McCoy to be acting U.S. attorney for South Carolina
There’s a new face in one of the Palmetto State’s top legal posts. As had been widely expected, Republican state Rep. Peter McCoy, of Charleston, was set to be named acting U.S. attorney for South Carolina March 30. As reported by The Post and Courier, McCoy had been nominated by President Donald Trump in February. Now Attorney General William Barr is pushing the appointment along amid a national state of emergency with the coronavirus pandemic. Because there’s not a timetable for the U.S. Senate to return to Washington for a confirmation hearing during the crisis, the idea of placing McCoy in the post with the “acting” title was put in motion. With McCoy set to assume his new position, the Legislature will be losing one of its more measured, bipartisan voices. He also had most recently been the chairman of the House Judiciary Committee. McCoy did not file to seek re-election this year.

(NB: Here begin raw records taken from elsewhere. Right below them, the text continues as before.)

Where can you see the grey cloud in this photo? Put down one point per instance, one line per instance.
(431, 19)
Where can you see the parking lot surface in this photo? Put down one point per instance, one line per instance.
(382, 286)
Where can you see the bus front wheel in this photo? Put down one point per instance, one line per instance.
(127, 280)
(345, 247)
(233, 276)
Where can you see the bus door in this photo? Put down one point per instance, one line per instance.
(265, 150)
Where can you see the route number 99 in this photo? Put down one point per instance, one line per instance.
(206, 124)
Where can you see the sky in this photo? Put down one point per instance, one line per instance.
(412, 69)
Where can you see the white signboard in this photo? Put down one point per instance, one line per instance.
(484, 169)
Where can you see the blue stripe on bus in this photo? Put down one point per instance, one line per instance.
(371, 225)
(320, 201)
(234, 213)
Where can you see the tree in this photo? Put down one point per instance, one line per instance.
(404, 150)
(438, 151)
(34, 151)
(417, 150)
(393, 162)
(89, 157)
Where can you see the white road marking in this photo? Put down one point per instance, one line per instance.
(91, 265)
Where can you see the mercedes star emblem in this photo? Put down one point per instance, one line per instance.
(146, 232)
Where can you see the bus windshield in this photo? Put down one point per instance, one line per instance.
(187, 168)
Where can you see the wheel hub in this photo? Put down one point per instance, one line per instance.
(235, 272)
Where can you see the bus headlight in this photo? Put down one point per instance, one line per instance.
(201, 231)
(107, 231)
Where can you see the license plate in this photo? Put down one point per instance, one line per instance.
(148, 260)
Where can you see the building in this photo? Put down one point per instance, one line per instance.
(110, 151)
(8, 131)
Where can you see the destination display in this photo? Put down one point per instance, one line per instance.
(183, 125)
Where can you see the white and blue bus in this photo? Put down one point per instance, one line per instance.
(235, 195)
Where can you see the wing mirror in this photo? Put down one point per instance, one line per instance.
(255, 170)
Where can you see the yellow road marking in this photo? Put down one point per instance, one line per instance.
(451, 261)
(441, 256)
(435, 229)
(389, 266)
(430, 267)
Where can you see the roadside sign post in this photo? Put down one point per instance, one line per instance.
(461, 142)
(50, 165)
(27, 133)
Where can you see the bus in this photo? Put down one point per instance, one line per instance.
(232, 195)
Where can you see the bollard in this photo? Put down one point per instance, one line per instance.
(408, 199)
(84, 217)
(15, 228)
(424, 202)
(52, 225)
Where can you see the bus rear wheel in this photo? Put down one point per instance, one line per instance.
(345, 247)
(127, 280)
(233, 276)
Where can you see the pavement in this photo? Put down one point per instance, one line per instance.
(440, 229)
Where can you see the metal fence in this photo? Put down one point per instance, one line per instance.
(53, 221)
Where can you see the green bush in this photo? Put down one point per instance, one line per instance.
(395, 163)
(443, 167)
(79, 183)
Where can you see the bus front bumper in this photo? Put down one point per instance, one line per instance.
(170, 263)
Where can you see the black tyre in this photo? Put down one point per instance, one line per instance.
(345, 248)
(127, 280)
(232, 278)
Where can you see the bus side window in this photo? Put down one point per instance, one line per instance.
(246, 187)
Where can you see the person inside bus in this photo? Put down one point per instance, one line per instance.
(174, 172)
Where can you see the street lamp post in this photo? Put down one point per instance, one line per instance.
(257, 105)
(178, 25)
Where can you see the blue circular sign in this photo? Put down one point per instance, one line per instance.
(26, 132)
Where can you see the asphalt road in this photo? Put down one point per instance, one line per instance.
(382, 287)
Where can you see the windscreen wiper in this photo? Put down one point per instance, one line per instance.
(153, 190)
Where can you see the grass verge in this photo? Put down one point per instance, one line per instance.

Richland County committee approves $1.5 million for coronavirus relief
A Richland County Council committee voted to recommend $1.5 million in relief during the growing COVID-19 pandemic. According to David Travis Bland at The State, County Council’s coronavirus ad hoc committee approved the measure during a rare Saturday meeting on March 28. Bland reports that the money will be used for public safety, relief for small businesses, and to help meet food needs for senior citizens and low income residents. Council Chairman Paul Livingston says $500,000 set aside for small businesses would help fill gaps not covered by coming federal stimulus money. The funding was set for a full Council vote on March 31. But, this being Richland County Council, not everything went smoothly with the committee meeting. The group ended up tabling a stay at home order, similar to the one that has already been approved by Columbia City Council. Part of the reason for the tabling was Sheriff Leon Lott, who said he didn’t think such an order is yet necessary in the county.